After the turmoil of the war, guests slowly began to arrive again. Many famous artists such as Wolfgang Langhoff, Jürgen Fehling, Joana Maria Gorvin and Otto Gebühr visited the island of Hiddensee and let themselves be pampered in the Wieseneck. But even before the beginning of the war many famous artists such as the sculptor and graphic artist Ernst Barlach, the actor Friedrich Kühne, the opera singer Lotte Lehmann, the poet Theodor Däubler, the critic Herbert Jehring, the director Sladan Dudow or the publisher Gustav Kiepenheuer visited the island and the "Wieseneck".
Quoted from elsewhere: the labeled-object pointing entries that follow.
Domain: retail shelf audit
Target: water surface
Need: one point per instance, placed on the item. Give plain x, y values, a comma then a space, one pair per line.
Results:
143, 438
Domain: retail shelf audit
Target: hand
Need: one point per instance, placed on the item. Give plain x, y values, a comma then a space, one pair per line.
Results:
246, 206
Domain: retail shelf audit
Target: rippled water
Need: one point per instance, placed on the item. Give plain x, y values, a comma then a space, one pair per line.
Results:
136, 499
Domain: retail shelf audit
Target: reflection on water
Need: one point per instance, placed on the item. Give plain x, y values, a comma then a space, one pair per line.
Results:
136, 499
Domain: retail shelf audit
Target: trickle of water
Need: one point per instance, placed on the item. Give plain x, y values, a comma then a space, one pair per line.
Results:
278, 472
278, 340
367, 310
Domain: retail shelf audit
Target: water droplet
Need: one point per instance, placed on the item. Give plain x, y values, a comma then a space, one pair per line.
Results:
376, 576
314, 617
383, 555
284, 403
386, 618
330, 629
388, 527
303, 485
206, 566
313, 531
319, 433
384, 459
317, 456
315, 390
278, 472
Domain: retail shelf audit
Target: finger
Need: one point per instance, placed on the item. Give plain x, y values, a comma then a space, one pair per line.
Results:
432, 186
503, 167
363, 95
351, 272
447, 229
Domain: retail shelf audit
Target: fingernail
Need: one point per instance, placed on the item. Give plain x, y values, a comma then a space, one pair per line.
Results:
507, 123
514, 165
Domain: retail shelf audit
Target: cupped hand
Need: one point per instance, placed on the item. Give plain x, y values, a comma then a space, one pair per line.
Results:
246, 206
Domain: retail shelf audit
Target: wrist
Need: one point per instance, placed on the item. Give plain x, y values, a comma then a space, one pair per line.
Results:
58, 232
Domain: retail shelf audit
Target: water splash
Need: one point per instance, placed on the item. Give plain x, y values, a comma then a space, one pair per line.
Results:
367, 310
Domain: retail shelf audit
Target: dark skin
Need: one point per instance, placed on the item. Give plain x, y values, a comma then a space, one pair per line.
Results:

In 1953 the times changed, within the framework of the "Aktion Rose" all hotels and restaurants were inspected by a state economic commission and consequently expropriated. By night and fog, many owners left the country for West Germany. Many of the expropriated restaurants and hotels became FDGB establishments (Freier Deutscher Gewerkschaftsbund - Free German Trade Union Federation), they served as holiday properties for the trade union-owned holiday service of the former GDR.

 

The Wieseneck was not expropriated like some other facilities, but had to become a contractual object of the FDGB. From this time on, no more private holiday guests were allowed to stay in the guesthouse, the supply of the restaurants and hotels on Hiddensee was based on allocation. In the eighties the supply became worse, the difficulties increased. In 1983 the Rostock fertilizer plant was assigned to the "Wieseneck" as a partner.

 

Gerhard Meding died in 1989. Erika Meding was forced to sell the meadow corner with land to the fertilizer plant. After the reunification she got the house back in the context of the retransfer.

 

Since 1996 the Pension Wieseneck including the restaurant has been run by Berlin gastronomes. In the same year the extensive renovation of the entire house took place.